|Publication number||US6578556 B2|
|Application number||US 09/966,770|
|Publication date||Jun 17, 2003|
|Filing date||Sep 28, 2001|
|Priority date||Sep 29, 2000|
|Also published as||DE60130612D1, DE60130612T2, EP1193384A2, EP1193384A3, EP1193384B1, US20020066438|
|Publication number||09966770, 966770, US 6578556 B2, US 6578556B2, US-B2-6578556, US6578556 B2, US6578556B2|
|Inventors||Mario Ricco, Stefano Maria Borrione|
|Original Assignee||C.R.F. Societa Consortile Per Azioni|
|Export Citation||BiBTeX, EndNote, RefMan|
|Patent Citations (5), Classifications (8), Legal Events (4)|
|External Links: USPTO, USPTO Assignment, Espacenet|
The present invention relates to a device and method for controlling an electromagnet controlling a metering valve of an internal combustion engine fuel injector.
As is known, a metering valve is normally opened by exciting an electromagnet controlling the valve. Excitation of the electromagnet commences at a given instant depending on the stroke of the corresponding engine cylinder, and is effected by a first current. After a given delay, sufficient to ensure the valve is opened completely, the first current is replaced by a second current, which is lower, e.g. about half, the first current, to simply keep the electromagnet excited and the valve open. The instant the second current ceases depends on the amount of fuel required by the engine, so that the total excitation time of the electromagnet depends on the operating conditions, e.g. speed, torque, etc., of the engine.
Owing to the hysteresis of the electromagnet core, which depends on the type of material used, the decay time of the magnetic field of the coil varies with time, so that the electromagnet is excited by a current whose time graph, as of the first instant, comprises a portion increasing rapidly to a substantially constant first current, a portion decreasing to a lower second current from another instant having a predetermined delay with respect to the first, and a portion in which the second current decreases to zero from a second instant.
In known control devices, the delay is selected to ensure the valve opens in any condition, in particular with any engine and fuel temperature, and is therefore fairly long. The transition in the excitation of the electromagnet, from the higher to the lower current, results in nonlinearity of the quantity of fuel injected as a function of excitation time. Moreover, in known devices and in certain engine operating conditions, nonlinearity frequently occurs at a critical point in the operation of the engine, thus resulting in irregular power output.
It is an object of the present invention to provide a device and method for controlling an electromagnet controlling a fuel injector metering valve, which are highly straightforward and reliable, and provide for eliminating the aforementioned drawbacks typically associated with known devices.

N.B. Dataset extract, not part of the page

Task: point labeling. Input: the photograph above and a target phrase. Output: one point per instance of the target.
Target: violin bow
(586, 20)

According to the present invention, there is provided a device for controlling an electromagnet controlling a metering valve of a fuel injector of an internal combustion engine, and which comprises an electric circuit for generating a first electric current of such a predetermined value as to excite said electromagnet to open said metering valve; said electric circuit generating a second electric current of a value lower than said predetermined value and such as to keep said electromagnet so excited; timing means being provided to control said electric circuit as a function of operating conditions of said engine; and the device being characterized in that said timing means also control said electric circuit in such a manner as to vary the duration of said first current as a function of the operating temperature of said engine.
According to the relative control method, the electromagnet is first excited by a first electric current of such a predetermined value as to open the metering valve, and is subsequently kept excited by a second electric current of a value lower than said predetermined value; the method being characterized by varying the duration of said first current as a function of the operating temperature of said engine.
A preferred, non-limiting embodiment of the invention will be described by way of example with reference to the accompanying drawings, in which:
FIG. 1 shows a block diagram of an electromagnet control device in accordance with the invention;
FIGS. 2-4 show operating graphs of the FIG. 1 device.
Number 5 in FIG. 1 indicates as a whole an internal combustion engine, e.g. a diesel engine, having a number of cylinders, each supplied with high-pressure fuel by a known injector 6. Each injector 6 is activated by a metering valve controlled by a corresponding electromagnet 7. More specifically, injectors 6 are connected to a common fuel vessel or so-called “common rail” 8 to which fuel is pumped from the usual fuel tank.
Electromagnets 7 are controlled by a control device, indicated as a whole by 9, which comprises an electric circuit 11 controlled by timing means, e.g. an electronic control unit 12, as a function of the operating conditions of engine 5. For this purpose, control unit 12 receives information signals S measured on engine 5—e.g. engine speed, required power or torque, the stroke of each cylinder—and generates timing signals t which are used by circuit 11 to control electromagnets 7.
To control each electromagnet 7, electric circuit 11 generates a first electric current 13 (FIG. 2) of such a predetermined value as to excite each electromagnet 7 to open the metering valve; and a second electric current 14 of a value lower than that of current 13, and which keeps electromagnet 7 excited at minimum energy cost. After a given duration of first current 13, second current 14 is therefore substituted for the first to keep the metering valve open.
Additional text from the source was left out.